Regarding the time to dantrolene administration, which was shorter in the postimplementation group than in the preimplementation group, no significant difference was observed between the 2 groups. One potential factor that might have influenced the results was the insufficient sample size. Nevertheless, it is noteworthy that the time to dantrolene administration for patients with MH in China is significantly longer than that observed in developed countries [28,32]. Even in the postimplementation group, the median available time for dantrolene remained at 113.5 minutes. In contrast, a previous study reported a median time interval of 45 minutes from the first sign of MH to dantrolene administration in surviving patients [32]. This delay might be closely associated with the limited number of medical institutions equipped with dantrolene, as well as their uneven distribution across China. While some provincial capitals, such as Chengdu and Beijing, have multiple drug storage points to serve their surrounding areas, many others lack such facilities. Consequently, during an MH crisis, dantrolene must be urgently sourced from neighboring provinces and cities, resulting in prolonged waiting times that significantly impact patient outcomes. Despite this, by capitalizing on the steady increase in domestic dantrolene reserves and implementing the MH-NRES, we observed a reduction in mortality among patients with MH, which adds robustness to the study. Starting in 2023, the shelf life of domestic dantrolene injections has been extended to 2 years; this change is anticipated to reduce storage costs and enhance the willingness of major medical institutions to stock this critical drug, thereby improving its accessibility during MH emergencies.

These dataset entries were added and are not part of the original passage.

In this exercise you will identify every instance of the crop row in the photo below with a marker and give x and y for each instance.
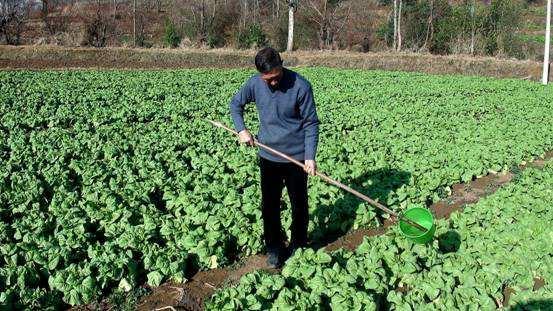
(112, 179)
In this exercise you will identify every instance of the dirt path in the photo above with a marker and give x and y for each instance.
(62, 58)
(191, 295)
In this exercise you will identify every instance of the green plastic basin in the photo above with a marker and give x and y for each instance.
(423, 217)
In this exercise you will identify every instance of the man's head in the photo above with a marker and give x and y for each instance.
(269, 64)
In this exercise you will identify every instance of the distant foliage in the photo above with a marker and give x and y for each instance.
(252, 37)
(172, 38)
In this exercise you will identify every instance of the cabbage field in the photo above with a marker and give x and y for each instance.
(113, 179)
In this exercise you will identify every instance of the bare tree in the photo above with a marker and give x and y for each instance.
(13, 14)
(399, 26)
(54, 15)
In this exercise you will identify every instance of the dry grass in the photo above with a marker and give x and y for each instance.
(55, 57)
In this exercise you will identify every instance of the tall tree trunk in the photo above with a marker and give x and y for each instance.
(134, 22)
(430, 27)
(290, 44)
(399, 26)
(395, 25)
(473, 26)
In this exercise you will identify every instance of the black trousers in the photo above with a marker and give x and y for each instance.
(274, 175)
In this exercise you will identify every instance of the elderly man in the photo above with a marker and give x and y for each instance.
(289, 124)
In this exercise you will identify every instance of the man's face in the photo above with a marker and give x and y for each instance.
(272, 78)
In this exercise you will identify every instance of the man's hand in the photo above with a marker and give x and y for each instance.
(310, 166)
(245, 137)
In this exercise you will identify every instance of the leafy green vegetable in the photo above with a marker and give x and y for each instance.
(111, 176)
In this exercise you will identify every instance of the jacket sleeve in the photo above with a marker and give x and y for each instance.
(239, 100)
(310, 122)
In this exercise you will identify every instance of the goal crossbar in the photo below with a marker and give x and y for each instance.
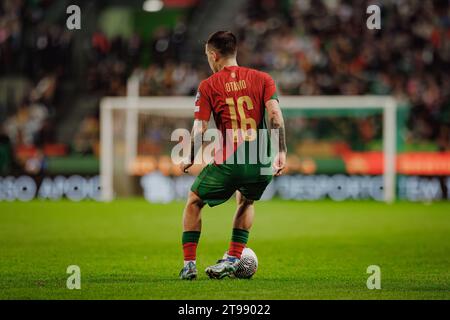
(183, 106)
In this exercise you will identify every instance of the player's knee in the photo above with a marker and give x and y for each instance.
(194, 200)
(243, 201)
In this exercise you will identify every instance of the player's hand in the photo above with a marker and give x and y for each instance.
(185, 167)
(279, 163)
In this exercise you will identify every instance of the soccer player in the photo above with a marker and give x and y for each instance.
(238, 98)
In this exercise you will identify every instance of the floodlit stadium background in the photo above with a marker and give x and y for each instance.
(52, 80)
(324, 224)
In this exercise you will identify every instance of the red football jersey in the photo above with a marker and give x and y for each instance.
(236, 96)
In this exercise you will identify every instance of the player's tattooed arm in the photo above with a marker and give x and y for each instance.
(276, 122)
(198, 129)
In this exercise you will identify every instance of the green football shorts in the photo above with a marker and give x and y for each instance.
(217, 183)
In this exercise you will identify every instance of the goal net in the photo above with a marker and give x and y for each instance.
(338, 147)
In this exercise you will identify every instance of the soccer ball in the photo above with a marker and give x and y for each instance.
(247, 265)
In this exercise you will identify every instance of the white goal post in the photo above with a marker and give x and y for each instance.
(183, 106)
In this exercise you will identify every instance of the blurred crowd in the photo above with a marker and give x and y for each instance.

This study has several limitations. First, the diagnosis of MH was based on clinical criteria rather than the gold-standard IVCT, owing to the limited availability of MH diagnostic laboratories in China. Although this approach aligns with international emergency protocols [4,5], it may introduce potential diagnostic uncertainty. The implementation of the MH-NRES underscores the necessity for concurrent development of MH diagnostic infrastructure. Establishing regional MH diagnostic centers equipped with IVCT and genetic testing capabilities in China could address this gap. This centralized model would align with China’s tiered health care system, not only enhancing diagnostic accuracy but also promoting genetic counseling and research collaborations, as demonstrated by the successful model established by the North American Malignant Hyperthermia Registry. Second, given the low incidence of MH, the number of patients enrolled in the study over a 2-year period was relatively small. Consequently, our findings only summarized the preliminary application results of this new emergency model. Future research will necessitate additional time, increased participation from anesthesiologists, and a more comprehensive analysis of treatment outcomes for patients with MH to fully evaluate the efficacy of this emergency approach. Third, the MH database contained a limited number of cases and presented missing data in case reports, such as insufficient detailed information on symptomatic and supportive treatments as well as patient follow-up, which impeded meaningful comparisons between the 2 groups. Finally, a potential bias in patient inclusion was identified in this study, as certain MH cases were not included as they did not use the MH-NRES or contact the CMHEA group. This may affect the generalizability and accuracy of the findings.

In conclusion, the MH-NRES aids in enhancing the clinical diagnostic sensitivity of MH and the timely administration of dantrolene, decreasing mortality rates among patients with MH. This system represents a rare disease perioperative management model and constitutes a specialized perioperative management approach for rare diseases that suits the current medical situation in China.